Allergan CEO, Brent Saunders Credit: Bloomberg / Contributor Getty Images

Allergan in September irked the biopharma community by transferring patents covering its blockbuster dry-eye drug Restasis to the Saint Regis Mohawk tribe. Allergan was betting that the tribe's legal status, much like that of a foreign state, would shield six Restasis (cyclosporine) patents from intellectual property challenges. But now it looks like this maneuver is moot. A Texas court on October 16 decided that four of the patents were invalid on grounds of “obviousness.” Although the ruling that had nothing to do with sovereignty, still, the court had harsh words for Allergan. “Sovereign immunity should not be treated as a monetizable commodity that can be purchased by private entities as part of a scheme to evade their legal responsibilities,” the court said, according to a Mylan Pharmaceuticals release. Mylan and other generic drug makers had challenged the patents' validity.

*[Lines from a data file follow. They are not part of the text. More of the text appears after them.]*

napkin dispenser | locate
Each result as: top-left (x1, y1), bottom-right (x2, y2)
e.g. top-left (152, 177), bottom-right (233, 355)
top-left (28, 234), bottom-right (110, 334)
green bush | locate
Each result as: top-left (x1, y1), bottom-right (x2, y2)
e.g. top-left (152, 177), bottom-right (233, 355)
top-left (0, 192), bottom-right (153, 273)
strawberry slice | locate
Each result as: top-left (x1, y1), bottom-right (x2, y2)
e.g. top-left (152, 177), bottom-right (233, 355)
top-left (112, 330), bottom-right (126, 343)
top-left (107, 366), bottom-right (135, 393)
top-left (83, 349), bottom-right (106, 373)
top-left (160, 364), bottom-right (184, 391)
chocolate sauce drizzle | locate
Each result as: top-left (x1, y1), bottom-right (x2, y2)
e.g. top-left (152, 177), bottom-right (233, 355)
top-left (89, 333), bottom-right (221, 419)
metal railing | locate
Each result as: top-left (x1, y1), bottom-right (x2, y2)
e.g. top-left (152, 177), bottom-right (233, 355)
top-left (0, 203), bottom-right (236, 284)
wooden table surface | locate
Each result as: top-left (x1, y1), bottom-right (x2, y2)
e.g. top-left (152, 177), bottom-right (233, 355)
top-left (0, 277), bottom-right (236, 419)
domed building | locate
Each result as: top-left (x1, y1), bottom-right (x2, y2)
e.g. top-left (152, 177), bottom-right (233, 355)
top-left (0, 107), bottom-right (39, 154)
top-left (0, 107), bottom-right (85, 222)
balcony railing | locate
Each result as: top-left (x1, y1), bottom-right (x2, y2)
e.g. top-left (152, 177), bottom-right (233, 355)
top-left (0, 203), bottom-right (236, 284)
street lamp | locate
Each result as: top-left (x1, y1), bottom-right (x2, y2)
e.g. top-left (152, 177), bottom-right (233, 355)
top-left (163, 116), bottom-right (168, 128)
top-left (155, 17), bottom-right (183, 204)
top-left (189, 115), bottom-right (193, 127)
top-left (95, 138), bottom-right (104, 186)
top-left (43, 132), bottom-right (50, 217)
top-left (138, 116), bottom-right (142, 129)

“The judge cast significant doubt on whether any other pharma company will pursue transactions like that between Allergan and the tribe,” according to Zachary Silbersher, a patent lawyer at the Kroub, Silbersher & Kolmykov firm in New York. Although the judge didn't issue a ruling in the sovereignty issue, his opinion will carry weight in other patent decisions, according to Silbersher.

Dublin-based Allergan had transferred the intellectual property to the upstate New York nation, and in exchange, the Mohawk tribe was to receive $13.75 million and royalties of $15 million annually. This move, described as 'renting' sovereignty, had been heavily criticized as a sneaky legal maneuver. Allergan's ploy, if successful, could have severely hampered the ability of generic drug makers to challenge branded drugs through the so-called inter partes review (IPR; Nat. Biotechnol. 34, 1242–1244, 2016) process. This form of patent challenge established in 2011 has been unpopular with branded drugmakers, who blame it for the rise in 'patent trolls'. Intellectual property transfers would offer pharma companies a way to escape a recently created tribunal process that Brent Saunders, Allergan's CEO, has called “double jeopardy.”

It was a risky strategy, according to Ronny Gal, a pharma analyst for Sanford C. Bernstein in New York City. “There's a chance of a public backlash against Allergan,” The ruling also means Allergan may lose the $1.4 billion in annual sales it gleans from Restasis, its second-best-selling drug after the wrinkle injection Botox, sooner than expected. Restasis accounts for about 10% of the company's annual sales and 15% of its operating profit, according to Gal. Allergan was counting on the eye treatment having patent protection until 2024.

Allergan has said it will appeal the decision, and the Food and Drug Administration has not yet approved a cheaper copy of the drug, although Allergan said a generic rival may enter the market in late 2018/ early 2019, but an earlier challenge may also be possible.

IPR is meant to deliver speedier decisions than challenges under the Hatch–Waxman Act, previously the only way to strip branded drugs of their legal protection. Although state universities have successfully invoked sovereign status, the Allergan–Mohawk deal is different, according to Zachary

“In the case of the universities, the patents originated with the university and were subsequently licensed to third parties,” Silbersher says. “Rather, Allergan effectively rented the tribe's sovereign immunity, and it did so at the eleventh hour—after the IPR had already been pending for more than a year and was close to completion.”

Allergan's Saunders in a Wall Street Journal editorial, had argued that the agreement with the tribe would help it preserve revenue to continue to develop its pipeline. Now, the strategy certainly won't pay off financially, and Allergan finds itself in the crosshairs of public outrage, much as Canonsbury, Pennsylvania-based Mylan did after its EpiPen pricing debacle (Nat. Biotechnol. 34, 1231–1241, 2016).

US Senator Claire McCaskill in a letter to PhRMA, a pharmaceutical trade group, warned that a widespread use of sovereignty could have a “devastating effect on consumers.” In a follow-up McCaskill said she drafted a bill stating that tribal sovereign immunity cannot be used to block the review of a patent. In addition, four representatives from the House Oversight Committee launched a probe into the deal, stating “the exchange may impair competition across the pharmaceutical industry and ultimately dissuade companies from pursuing less-costly generic alternatives to brand drugs.” And David Mitchell of the advocacy group Patients for Affordable Drugs called on PhRMA to “disavow” and “oppose” the drug maker's “legal dodge.”

In turn, Saunders himself is asking for a review of the IPR process. Of course, this is the same route Allergan used earlier this year to invalidate a number of patents on a rival pain therapy that could have challenged its Botox treatment.